Loss of personal documents or inability to put personal information including passwords in safe locations or through phone hacking where one can gain unauthorised access to another person’s phone messages(documents).

It is a matter of fact that some of our financial institutions have access to online identity verification systems which have been integrated with personal identifying database systems (e.g. with Electoral Commission, etc.) to facilitate real-time verifications. However, from experience, these systems are not foolproof to eliminate identity theft.

These lenders in an attempt to clothe themselves in some form of protection from the risks indicate exclusion of liability clauses in the transaction agreements. How absolute could this protection be when identity fraud emerges? Due diligence processes for the transactions could be questioned in court.

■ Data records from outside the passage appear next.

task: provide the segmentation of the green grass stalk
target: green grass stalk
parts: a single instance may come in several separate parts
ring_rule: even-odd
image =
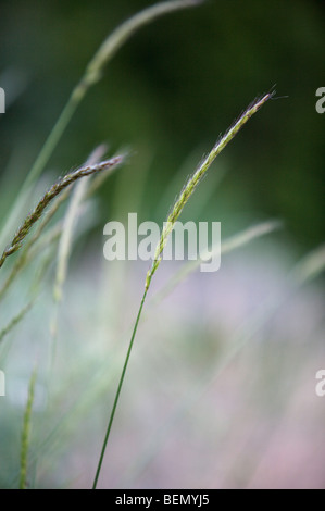
[[[27,488],[27,458],[30,441],[30,424],[32,424],[32,411],[35,397],[35,384],[36,384],[36,371],[33,372],[29,386],[28,397],[24,414],[23,433],[22,433],[22,449],[21,449],[21,477],[20,477],[20,489]]]
[[[5,219],[4,226],[0,234],[0,246],[4,242],[5,237],[10,233],[10,229],[16,222],[23,205],[25,204],[29,188],[33,186],[35,180],[42,173],[46,167],[51,154],[58,146],[62,135],[68,126],[74,113],[82,103],[84,97],[91,88],[92,85],[97,84],[103,73],[104,66],[115,55],[120,48],[141,27],[153,22],[158,17],[165,14],[172,13],[177,10],[191,8],[202,3],[202,0],[174,0],[157,3],[150,5],[143,11],[137,13],[122,25],[120,25],[111,35],[99,47],[86,70],[73,89],[67,103],[62,110],[57,123],[54,124],[51,133],[49,134],[45,145],[42,146],[34,165],[32,166],[27,177],[21,188],[21,191],[11,209],[10,215]]]
[[[130,337],[130,341],[129,341],[128,350],[127,350],[127,353],[126,353],[125,362],[124,362],[124,365],[123,365],[122,374],[121,374],[121,377],[120,377],[117,390],[116,390],[116,394],[115,394],[115,399],[114,399],[114,402],[113,402],[113,408],[112,408],[109,424],[108,424],[108,427],[107,427],[104,441],[103,441],[102,449],[101,449],[101,452],[100,452],[99,462],[98,462],[98,466],[97,466],[97,471],[96,471],[96,475],[95,475],[95,479],[93,479],[93,484],[92,484],[92,489],[97,488],[97,484],[98,484],[100,471],[101,471],[101,468],[102,468],[102,462],[103,462],[108,440],[109,440],[110,433],[111,433],[111,429],[112,429],[112,424],[113,424],[113,421],[114,421],[114,416],[115,416],[115,412],[116,412],[116,408],[117,408],[117,403],[118,403],[118,399],[120,399],[120,395],[121,395],[125,373],[126,373],[126,370],[127,370],[130,352],[132,352],[132,349],[133,349],[133,345],[134,345],[135,336],[136,336],[136,333],[137,333],[139,320],[140,320],[140,316],[141,316],[141,313],[142,313],[146,297],[147,297],[147,294],[148,294],[148,290],[149,290],[149,287],[150,287],[150,284],[151,284],[151,279],[153,277],[154,273],[157,272],[157,270],[159,267],[159,264],[161,262],[161,254],[162,254],[162,251],[163,251],[163,249],[164,249],[164,247],[167,242],[168,236],[172,233],[172,230],[174,228],[174,225],[175,225],[175,222],[179,217],[184,207],[188,202],[189,198],[193,194],[195,189],[197,188],[197,186],[199,185],[199,183],[201,182],[203,176],[207,174],[209,167],[214,162],[215,158],[227,146],[227,144],[230,140],[233,140],[233,138],[237,135],[239,129],[249,121],[249,119],[251,119],[251,116],[254,113],[257,113],[258,110],[268,99],[271,99],[274,94],[275,94],[274,91],[271,92],[271,94],[266,94],[262,98],[259,98],[255,101],[253,101],[242,112],[242,114],[238,117],[238,120],[230,126],[230,128],[225,133],[225,135],[222,136],[217,140],[217,142],[214,145],[212,150],[209,152],[208,157],[198,166],[197,171],[193,173],[193,175],[189,178],[189,180],[187,182],[187,184],[183,188],[178,199],[176,200],[176,202],[175,202],[175,204],[172,209],[172,212],[170,213],[170,215],[167,217],[167,222],[164,224],[164,227],[162,229],[162,234],[161,234],[161,237],[160,237],[160,241],[158,242],[158,246],[157,246],[157,249],[155,249],[154,259],[153,259],[151,269],[147,273],[146,283],[145,283],[145,291],[143,291],[143,295],[142,295],[142,298],[141,298],[139,311],[138,311],[137,319],[136,319],[136,322],[135,322],[135,326],[134,326],[134,329],[133,329],[133,334],[132,334],[132,337]]]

Consequences of identity theft

All in all, if a borrower can prove that the debt is not his responsibility, then he may not be liable for the debt, however, it can also be very difficult to prove that he is not, in fact, the actual borrower. A financial institution can cite negligence on the part of the borrower. Even if he absolves himself of the debt obligations, it could take a credit bureau a longer time to remove the incorrect information on the victim (if the lender submits the borrower’s credit information). This negative information may affect the individual’s credit requests when he in person now applies for a loan. The Credit Reporting Act,2007 (Act 726) provides the legal framework to resolve some of these issues. The issue however, could take many months to resolve when the matter goes to court especially on the grounds of fraudulent conversion.

It has been said many times that you cannot build something on anything and expect it to stay. It would eventually collapse. It is this inference that I say loans decisions that are based on Telcos information can be entrapped in the risk of identity fraud particularly when mobile money scams are on the rise. We agree to the fact digital platforms are now the trending channels to provide innovative financial services for customer experience. However, the red flag of risks associated with personal identifying information cannot be ignored in a bid to deepening financial inclusion.

To conclude, attention must be given to the reported cases of mobile money frauds in the media. These reports give strong warning signs of identity theft in the financial services sector. There is, therefore, the need for regular collaboration among stakeholders particularly the Telcos and financial services institutions to put up robust and modern technological systems in place. By this way with regular public education, we can prevent and mitigate incidents of identity fraud which has the tendency to erode confidence in the financial services sector.